Secure voting

No Epochs

The protocol does not use epochs.

Voting power is continuous and always reflects the current state of staked tokens. There are no periodic snapshot windows, no reset cycles, and no artificial governance phases.

This design choice simplifies the system and aligns governance directly with live capital allocation.

By removing epochs, the protocol eliminates several common issues found in snapshot based systems:

Snapshot Timing Manipulation

In epoch based systems, participants may attempt to time their actions around snapshot blocks to gain temporary advantage.

Since this protocol does not rely on discrete snapshots for ranking, influence is determined continuously by total staked capital.

There are no snapshot windows to exploit.

Epoch Farming

Epoch based reward systems can create opportunities for strategic short term participation, where users enter only during reward windows and exit immediately after.

Because this protocol uses continuous staking and daily revenue routing, influence must be maintained over time to remain competitive.

Artificial Resets

Traditional governance systems often reset voting weight at fixed intervals.

This protocol does not reset stake or influence.

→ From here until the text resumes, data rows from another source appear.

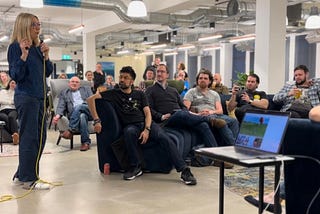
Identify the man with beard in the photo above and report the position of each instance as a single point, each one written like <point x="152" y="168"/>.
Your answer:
<point x="247" y="98"/>
<point x="167" y="108"/>
<point x="300" y="95"/>
<point x="203" y="101"/>
<point x="134" y="113"/>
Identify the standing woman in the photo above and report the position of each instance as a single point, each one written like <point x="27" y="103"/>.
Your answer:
<point x="4" y="80"/>
<point x="8" y="112"/>
<point x="29" y="65"/>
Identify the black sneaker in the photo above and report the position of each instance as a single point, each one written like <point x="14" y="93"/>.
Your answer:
<point x="132" y="173"/>
<point x="187" y="177"/>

Capital remains active until voluntarily withdrawn or reallocated.

The result is a persistent and stable capital allocation environment.

Governance strength reflects real time commitment rather than historical cycle boundaries.


Flash Loan Considerations

The protocol’s ranking model is based on total staked tokens.

Revenue distribution occurs daily through the Tax Distributor.

Because distribution depends on the ranking at the time of execution, capital must be staked when the distribution function is called to influence revenue allocation.

Flash staking for a single block does not provide meaningful advantage under normal operation, since rewards are distributed according to sustained stake levels.

However, as with any on chain system, timing of distribution calls is important.

To maintain predictability, the distribution function is executed through controlled automation. This ensures that revenue routing occurs consistently once per day.

This operational discipline reduces opportunities for timing based manipulation and preserves the integrity of the reward cycle.


Reentrancy Protection

Security is a core design requirement of the protocol.

All Proposal contracts must implement reentrancy protection mechanisms to prevent recursive calls during reward claims or delegate withdrawals.

Specifically:

Use of nonReentrant Modifier

Claim functions must be protected with a nonReentrant modifier. This prevents malicious contracts from re entering claim logic during ETH transfers.

State Updates Before External Calls

All internal accounting updates must occur before any external ETH transfer.

This ensures that reward balances and reward debt variables are finalized prior to sending funds.

Following this pattern prevents double claiming and maintains correct reward calculations.

Safe ETH Transfer Patterns

All ETH transfers should use secure transfer mechanisms that minimize risk.

The contract must:

  • Avoid unprotected external calls

  • Prevent state inconsistencies

  • Maintain strict accounting order

By adhering to these practices, the system ensures that reward distribution remains secure, predictable, and resistant to common smart contract attack vectors.

The combination of continuous governance, automated revenue routing, and robust security practices creates a stable and resilient protocol foundation.